In this battery pack, there is no PDU, so the front output of the BDU needs to be pulled to the front end through the high-voltage round wire output (in order to fix the round wire well, a supporting is also made. Foam), due to the relatively high voltage of 800V, an intermediate fuse design is used here (800V may require Pyrofuse to cut).
Figure 5 The output before the fuse box in 800V Pack
2. BMS and CMU
are in this,The same as the public approach-800V's biggest challenge to the design of BMS is whether it can be made centralized, that is to say, can the 192 series of acquisition channels in the current EMP be processed together? From the existing 800V design scheme:
- Taycan is completely distributed, try to complete the sampling in the module
- EMP is semi-distributed, and Koreans have always used temperature collection and voltage collection in the design Separate them with cables and connect them to the distributed collection CMU in the middle
As shown in the figure below, in this package, the most unsightly thing is these voltage cables and temperature cables, from each module Connect them and aggregate them to the distributed CMU in the middle.
Figure 6 Module sampling voltage and temperature two cables
I estimate that the CMU layout of the following PPE platform is probably similar, and all 800V CMUs should be built in It's a bit difficult together.
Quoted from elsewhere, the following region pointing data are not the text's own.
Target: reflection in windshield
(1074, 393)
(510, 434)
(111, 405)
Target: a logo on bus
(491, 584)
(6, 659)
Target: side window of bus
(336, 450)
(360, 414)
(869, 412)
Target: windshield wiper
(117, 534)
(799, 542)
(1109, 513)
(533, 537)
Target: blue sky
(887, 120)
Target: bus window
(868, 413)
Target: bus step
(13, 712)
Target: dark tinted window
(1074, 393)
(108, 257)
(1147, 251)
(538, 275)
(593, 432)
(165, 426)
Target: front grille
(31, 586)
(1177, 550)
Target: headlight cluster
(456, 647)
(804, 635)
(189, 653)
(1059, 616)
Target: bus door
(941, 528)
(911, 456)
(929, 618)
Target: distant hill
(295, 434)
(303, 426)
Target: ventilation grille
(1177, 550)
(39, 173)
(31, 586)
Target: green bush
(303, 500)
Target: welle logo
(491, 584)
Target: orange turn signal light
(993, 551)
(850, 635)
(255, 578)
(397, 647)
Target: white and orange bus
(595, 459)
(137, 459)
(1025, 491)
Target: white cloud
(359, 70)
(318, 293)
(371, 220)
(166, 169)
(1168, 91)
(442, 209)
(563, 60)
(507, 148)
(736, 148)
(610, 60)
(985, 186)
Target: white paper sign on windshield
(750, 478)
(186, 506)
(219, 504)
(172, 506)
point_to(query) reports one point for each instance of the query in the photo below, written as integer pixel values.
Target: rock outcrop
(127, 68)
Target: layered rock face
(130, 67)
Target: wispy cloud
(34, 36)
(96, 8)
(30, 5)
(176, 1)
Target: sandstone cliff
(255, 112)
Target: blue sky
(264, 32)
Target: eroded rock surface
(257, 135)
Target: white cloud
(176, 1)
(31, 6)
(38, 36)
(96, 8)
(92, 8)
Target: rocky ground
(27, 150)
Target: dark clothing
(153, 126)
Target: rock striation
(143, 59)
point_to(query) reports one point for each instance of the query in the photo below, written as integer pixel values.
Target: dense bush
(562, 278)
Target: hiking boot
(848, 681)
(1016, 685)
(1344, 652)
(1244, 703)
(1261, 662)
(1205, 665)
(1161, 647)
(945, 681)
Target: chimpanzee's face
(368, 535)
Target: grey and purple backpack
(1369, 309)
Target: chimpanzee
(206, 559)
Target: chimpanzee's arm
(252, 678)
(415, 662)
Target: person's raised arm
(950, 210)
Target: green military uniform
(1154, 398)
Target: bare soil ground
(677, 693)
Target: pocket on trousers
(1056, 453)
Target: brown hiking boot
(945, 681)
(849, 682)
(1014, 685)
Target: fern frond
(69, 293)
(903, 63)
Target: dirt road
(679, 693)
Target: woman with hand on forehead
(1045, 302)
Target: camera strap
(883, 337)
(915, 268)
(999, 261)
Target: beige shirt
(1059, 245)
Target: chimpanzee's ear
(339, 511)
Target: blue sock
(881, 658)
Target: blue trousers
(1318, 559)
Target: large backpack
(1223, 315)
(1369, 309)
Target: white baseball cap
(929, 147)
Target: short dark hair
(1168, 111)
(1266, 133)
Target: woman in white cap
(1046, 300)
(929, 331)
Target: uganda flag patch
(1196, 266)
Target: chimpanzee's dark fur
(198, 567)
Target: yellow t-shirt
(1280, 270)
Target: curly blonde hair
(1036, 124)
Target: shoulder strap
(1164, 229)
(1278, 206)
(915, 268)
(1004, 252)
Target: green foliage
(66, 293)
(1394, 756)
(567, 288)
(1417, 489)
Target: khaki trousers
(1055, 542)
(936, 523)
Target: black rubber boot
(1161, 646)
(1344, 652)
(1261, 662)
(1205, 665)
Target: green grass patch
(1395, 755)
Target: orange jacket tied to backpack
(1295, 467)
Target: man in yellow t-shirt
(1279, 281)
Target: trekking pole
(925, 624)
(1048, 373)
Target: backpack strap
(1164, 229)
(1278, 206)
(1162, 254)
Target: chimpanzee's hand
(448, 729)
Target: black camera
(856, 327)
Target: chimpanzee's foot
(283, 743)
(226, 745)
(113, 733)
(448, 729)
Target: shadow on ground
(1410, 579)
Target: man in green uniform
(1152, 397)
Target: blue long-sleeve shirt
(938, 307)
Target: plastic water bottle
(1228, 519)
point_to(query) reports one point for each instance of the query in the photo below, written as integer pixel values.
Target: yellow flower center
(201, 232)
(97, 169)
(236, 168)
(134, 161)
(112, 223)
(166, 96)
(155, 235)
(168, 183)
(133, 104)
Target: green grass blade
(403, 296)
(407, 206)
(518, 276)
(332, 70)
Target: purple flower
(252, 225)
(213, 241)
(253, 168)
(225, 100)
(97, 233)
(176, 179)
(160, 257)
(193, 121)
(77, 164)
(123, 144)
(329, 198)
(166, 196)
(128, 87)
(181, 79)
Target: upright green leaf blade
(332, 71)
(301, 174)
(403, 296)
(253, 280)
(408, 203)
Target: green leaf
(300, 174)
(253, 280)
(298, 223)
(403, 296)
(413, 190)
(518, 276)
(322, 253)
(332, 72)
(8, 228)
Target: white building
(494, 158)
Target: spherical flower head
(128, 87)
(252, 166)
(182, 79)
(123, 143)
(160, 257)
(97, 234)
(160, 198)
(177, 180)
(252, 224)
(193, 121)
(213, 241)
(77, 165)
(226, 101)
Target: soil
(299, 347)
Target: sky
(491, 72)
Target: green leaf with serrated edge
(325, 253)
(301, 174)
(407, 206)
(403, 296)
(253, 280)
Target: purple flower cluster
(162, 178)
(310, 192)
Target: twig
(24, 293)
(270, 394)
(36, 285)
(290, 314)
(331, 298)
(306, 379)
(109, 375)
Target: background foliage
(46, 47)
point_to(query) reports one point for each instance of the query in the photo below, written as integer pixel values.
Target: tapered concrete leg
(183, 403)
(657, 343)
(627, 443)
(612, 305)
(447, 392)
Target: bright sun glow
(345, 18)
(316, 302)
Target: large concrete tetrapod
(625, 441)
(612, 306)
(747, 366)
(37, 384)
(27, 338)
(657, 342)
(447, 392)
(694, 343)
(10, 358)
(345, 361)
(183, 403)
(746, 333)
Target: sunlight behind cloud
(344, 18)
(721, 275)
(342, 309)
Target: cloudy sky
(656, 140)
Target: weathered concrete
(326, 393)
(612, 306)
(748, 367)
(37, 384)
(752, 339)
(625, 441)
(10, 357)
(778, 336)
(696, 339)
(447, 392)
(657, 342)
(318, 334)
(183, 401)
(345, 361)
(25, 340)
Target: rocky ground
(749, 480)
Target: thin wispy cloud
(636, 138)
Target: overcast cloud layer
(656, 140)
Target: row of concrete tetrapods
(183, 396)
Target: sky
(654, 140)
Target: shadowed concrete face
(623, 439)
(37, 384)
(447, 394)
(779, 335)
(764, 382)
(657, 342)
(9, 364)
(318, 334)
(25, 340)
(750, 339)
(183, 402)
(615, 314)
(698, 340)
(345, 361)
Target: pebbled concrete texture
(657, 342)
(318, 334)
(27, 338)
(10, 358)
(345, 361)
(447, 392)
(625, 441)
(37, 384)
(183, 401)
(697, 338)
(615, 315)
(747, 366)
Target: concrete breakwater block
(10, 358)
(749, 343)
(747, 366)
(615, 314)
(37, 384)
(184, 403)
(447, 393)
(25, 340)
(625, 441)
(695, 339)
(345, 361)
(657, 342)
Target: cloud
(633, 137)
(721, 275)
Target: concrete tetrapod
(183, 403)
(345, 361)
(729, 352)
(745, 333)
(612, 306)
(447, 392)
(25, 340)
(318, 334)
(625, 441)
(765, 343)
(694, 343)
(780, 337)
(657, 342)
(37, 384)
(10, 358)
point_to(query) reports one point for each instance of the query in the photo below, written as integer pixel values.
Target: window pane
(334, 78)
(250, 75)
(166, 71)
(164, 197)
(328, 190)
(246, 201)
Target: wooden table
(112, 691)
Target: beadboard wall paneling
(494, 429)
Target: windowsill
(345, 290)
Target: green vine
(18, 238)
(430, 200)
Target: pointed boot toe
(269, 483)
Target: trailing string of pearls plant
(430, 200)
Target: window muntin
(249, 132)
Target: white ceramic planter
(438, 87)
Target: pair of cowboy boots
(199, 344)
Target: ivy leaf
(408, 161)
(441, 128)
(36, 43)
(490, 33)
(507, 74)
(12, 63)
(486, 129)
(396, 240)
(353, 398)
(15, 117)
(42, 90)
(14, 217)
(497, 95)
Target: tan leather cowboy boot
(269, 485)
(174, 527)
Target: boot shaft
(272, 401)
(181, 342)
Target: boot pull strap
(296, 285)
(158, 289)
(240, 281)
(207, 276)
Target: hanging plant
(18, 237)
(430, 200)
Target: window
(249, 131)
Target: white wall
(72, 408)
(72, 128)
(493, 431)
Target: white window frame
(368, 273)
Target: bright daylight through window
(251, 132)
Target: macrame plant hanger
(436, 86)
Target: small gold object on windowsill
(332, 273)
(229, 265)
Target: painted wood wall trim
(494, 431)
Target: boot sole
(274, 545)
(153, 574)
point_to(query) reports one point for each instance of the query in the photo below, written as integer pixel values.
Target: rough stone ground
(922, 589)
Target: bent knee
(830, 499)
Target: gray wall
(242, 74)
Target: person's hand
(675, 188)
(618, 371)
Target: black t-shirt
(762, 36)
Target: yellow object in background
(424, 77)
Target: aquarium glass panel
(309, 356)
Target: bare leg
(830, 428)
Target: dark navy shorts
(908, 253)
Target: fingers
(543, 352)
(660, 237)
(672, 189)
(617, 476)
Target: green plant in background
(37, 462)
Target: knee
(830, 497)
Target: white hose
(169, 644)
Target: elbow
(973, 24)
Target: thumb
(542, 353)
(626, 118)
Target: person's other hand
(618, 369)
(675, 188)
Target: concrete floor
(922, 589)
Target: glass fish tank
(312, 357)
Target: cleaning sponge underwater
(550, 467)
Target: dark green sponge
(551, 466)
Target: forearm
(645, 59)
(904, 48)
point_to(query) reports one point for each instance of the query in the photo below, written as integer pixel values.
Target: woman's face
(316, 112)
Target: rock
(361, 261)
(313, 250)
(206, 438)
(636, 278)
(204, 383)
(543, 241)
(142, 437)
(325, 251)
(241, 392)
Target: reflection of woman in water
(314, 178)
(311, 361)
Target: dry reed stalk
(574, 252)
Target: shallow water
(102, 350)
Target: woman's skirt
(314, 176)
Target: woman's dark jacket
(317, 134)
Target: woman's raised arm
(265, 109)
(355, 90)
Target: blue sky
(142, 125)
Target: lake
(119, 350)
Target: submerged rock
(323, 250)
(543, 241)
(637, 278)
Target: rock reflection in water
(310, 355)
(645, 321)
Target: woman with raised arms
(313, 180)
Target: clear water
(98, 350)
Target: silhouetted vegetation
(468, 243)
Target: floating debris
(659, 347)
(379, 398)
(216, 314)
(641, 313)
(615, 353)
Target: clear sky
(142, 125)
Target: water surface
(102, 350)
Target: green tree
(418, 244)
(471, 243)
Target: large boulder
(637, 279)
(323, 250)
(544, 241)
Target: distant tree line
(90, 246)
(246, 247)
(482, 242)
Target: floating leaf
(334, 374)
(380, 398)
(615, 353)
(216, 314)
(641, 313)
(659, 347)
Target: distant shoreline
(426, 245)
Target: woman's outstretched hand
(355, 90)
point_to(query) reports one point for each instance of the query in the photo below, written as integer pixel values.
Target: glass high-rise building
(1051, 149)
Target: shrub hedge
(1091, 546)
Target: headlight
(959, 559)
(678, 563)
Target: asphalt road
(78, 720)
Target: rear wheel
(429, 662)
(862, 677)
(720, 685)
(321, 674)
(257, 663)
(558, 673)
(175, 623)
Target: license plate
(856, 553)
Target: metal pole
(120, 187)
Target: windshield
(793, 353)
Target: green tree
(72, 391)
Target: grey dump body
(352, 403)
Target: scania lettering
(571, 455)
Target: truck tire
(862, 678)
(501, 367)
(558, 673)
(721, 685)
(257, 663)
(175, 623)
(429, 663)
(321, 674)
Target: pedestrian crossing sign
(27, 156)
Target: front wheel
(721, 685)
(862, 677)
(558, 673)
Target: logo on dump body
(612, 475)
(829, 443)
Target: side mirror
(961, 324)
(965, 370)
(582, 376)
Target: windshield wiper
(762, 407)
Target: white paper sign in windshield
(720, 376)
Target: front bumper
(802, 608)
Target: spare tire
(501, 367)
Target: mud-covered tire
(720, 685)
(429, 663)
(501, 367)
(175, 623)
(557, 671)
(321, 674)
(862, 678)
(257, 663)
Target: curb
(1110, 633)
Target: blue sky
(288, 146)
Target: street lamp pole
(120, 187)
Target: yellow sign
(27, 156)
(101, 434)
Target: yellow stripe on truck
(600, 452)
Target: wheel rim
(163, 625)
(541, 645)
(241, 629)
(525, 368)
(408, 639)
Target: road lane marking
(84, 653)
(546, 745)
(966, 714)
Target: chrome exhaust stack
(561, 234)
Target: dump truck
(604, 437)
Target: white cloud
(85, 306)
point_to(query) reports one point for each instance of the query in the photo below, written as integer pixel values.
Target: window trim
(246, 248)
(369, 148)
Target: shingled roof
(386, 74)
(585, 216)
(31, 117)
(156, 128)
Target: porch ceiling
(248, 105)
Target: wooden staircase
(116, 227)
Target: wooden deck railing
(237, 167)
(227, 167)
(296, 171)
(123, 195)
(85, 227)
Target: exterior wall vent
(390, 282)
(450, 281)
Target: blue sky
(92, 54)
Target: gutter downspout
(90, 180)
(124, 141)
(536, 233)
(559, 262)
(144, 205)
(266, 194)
Figure 7 The placement of the CMU of EMP and MEB
The design of this BMU also adopts the high and low voltage separation mode. It is likely to guess that the high voltage acquisition circuit is integrated in the above BDU. , So that the BMU can be made so small, it can be seen from the outside that the BMU does not have an orange high-voltage line input.
Figure 8 The design of the BMU of this 800V battery system
Summary: I think the design of the 800V battery system looks simple, but if you do from 2C to 4C, in fact It is high voltage and high current, there are still many places to optimize. At present, all domestic high-end brands are doing design, from 2C to 4C vertically.This is an extreme arms race! You guys have fun, I'll just check it out.